Dorothy Lauterbach consideraba su señorial mansión de piedra la más hermosa de la Costa Norte. Casi todos sus amigos se mostraban de acuerdo, porque Dorothy era rica y deseaban que los Lauterbach los invitasen a las dos fiestas que organizaban todos los veranos, un guateque bullanguero y cumplidamente alcohólico que tenía efecto en el mes de junio y una recepción algo más comedida que solía celebrarse a últimos de agosto, cuando la temporada estival languidecía rumbo a un punto final melancólico.

La parte posterior de la casa daba al Sound. Había una agradable playa de arena blanca transportada desde Massachusetts en camiones. Desde la playa hasta dicha parte posterior se extendían unos espacios de césped bien abonado, que de vez en cuando se interrumpían para servir de margen a los exquisitos jardines, la pista de arcilla roja y la piscina azul real.

Los sirvientes se habían levantado temprano para preparar a la familia su jornada de bien merecida inactividad y a tal efecto dispusieron el terreno de juego del croquet, así como la red de badminton que nunca iba a tocarse. También retiraron la funda de lona que cubría una lancha motora cuyas amarras jamás se desatarían del muelle, En cierta ocasión, un criado tuvo la audacia de comentarle a la señora Lauterbach lo absurdo de aquel rito cotidiano; la señora Lauterbach le replicó de forma brusca y nunca más volvió a cuestionarse aquella práctica. Aquellos juguetes se montaban todas y cada una de las mañanas sólo para estar a tono con la tristeza de una decoración de Navidad desplegada en el mes de mayo, hasta que volvían a desmontarse ceremoniosamente con la puesta de sol y se retiraban para permanecer guardados durante la noche.

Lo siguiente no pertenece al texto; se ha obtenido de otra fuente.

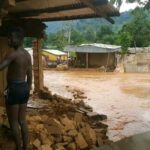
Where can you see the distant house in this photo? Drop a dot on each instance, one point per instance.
(138, 60)
(95, 55)
(54, 55)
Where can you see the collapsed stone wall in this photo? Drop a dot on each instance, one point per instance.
(57, 123)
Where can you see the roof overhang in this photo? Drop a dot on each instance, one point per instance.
(93, 48)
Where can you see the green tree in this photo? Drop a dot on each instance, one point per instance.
(139, 28)
(76, 37)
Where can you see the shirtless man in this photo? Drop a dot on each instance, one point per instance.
(19, 80)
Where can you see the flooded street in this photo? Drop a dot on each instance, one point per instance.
(124, 98)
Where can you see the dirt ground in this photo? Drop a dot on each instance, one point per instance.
(124, 98)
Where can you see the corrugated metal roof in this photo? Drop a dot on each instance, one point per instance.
(94, 48)
(55, 52)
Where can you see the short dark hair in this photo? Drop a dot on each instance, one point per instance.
(19, 31)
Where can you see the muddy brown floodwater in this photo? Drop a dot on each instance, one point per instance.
(124, 98)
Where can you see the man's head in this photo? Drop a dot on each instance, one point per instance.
(15, 38)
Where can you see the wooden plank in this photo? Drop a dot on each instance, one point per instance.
(48, 10)
(37, 66)
(87, 60)
(11, 2)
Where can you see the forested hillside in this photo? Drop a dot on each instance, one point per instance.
(53, 27)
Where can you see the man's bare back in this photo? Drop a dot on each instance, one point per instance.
(19, 77)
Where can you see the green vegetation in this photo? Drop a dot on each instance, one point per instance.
(133, 33)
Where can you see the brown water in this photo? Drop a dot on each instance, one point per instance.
(124, 98)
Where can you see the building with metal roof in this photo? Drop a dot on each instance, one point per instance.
(95, 55)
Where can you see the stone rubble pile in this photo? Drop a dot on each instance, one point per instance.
(60, 124)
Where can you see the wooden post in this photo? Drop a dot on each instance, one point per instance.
(87, 60)
(37, 66)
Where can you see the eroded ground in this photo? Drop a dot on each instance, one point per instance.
(124, 98)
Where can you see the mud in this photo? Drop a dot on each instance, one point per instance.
(124, 98)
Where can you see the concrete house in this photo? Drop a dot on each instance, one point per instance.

La planta baja de la casa se extendía a lo largo del agua desde el solario hasta el salón, el comedor y, finalmente, la llamada sala Florida, aunque ningún otro miembro de la familia Lauterbach comprendía el motivo de la insistencia de Dorothy en denominarla así, sala Florida, cuando el sol estival de la Costa Norte no podía ser tan caluroso.

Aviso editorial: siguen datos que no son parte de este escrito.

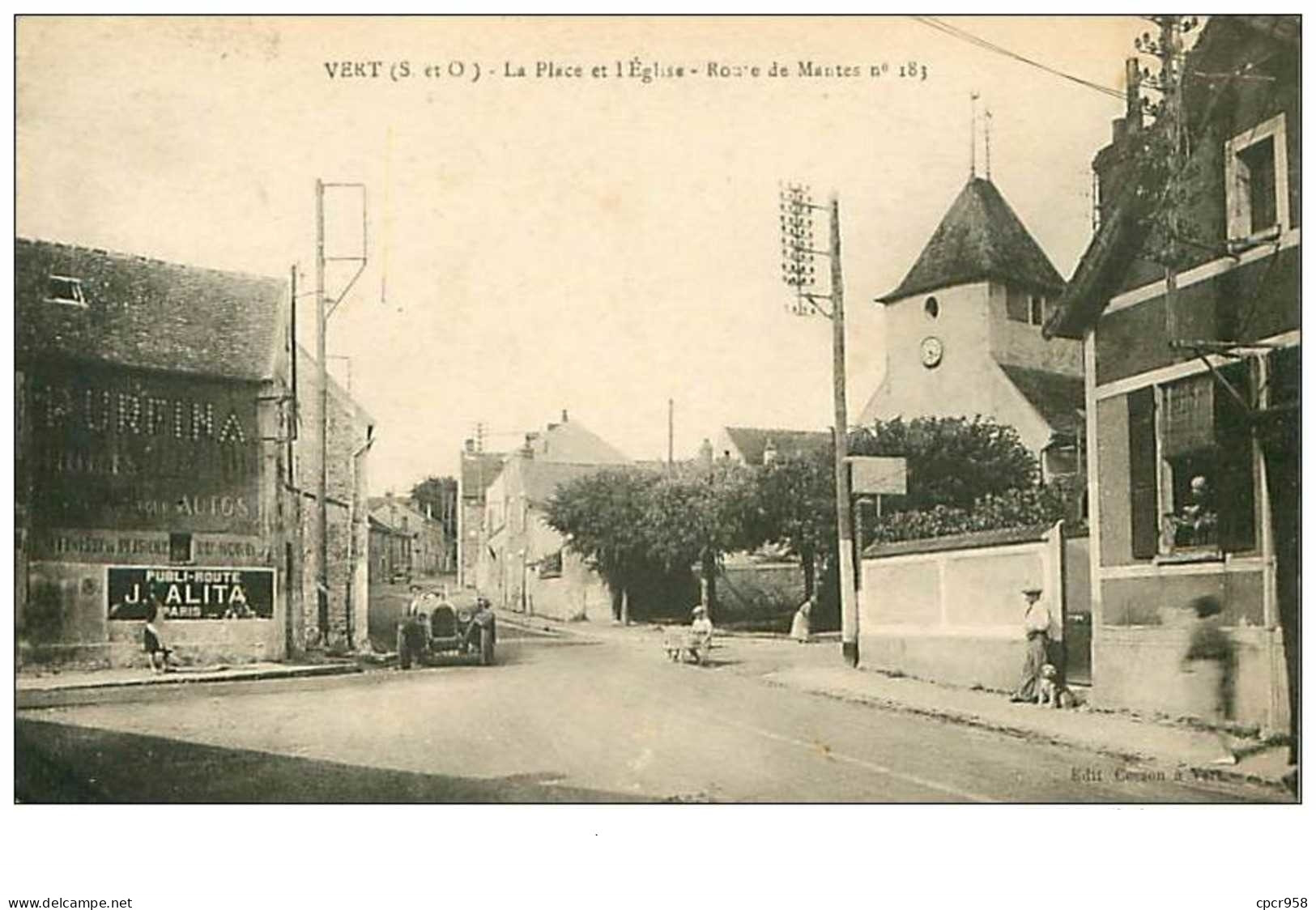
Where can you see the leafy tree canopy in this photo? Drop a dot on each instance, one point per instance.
(440, 495)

La casa se había comprado treinta años atrás, cuando los jóvenes Lauterbach daban por sentado que engendrarían un pequeño ejército de vástagos. Pero lo que produjeron, en cambio, fueron sólo dos hijas, ninguna de las cuales tuvo mucho interés en gozar de compañía de la otra: Margaret, una preciosa e inmensamente popular muchacha para la que alternar en sociedad era encontrarse como pez en el agua, y Jane. De modo que la casa se convirtió en un lugar apacible de cálido sol y colores suaves, donde la mayor parte de los ruidos los producían las cortinas cuando las agitaba la brisa gemebunda y la impaciente búsqueda de perfección en todas las cosas a la que Dorothy Lauterbach se entregaba continuamente.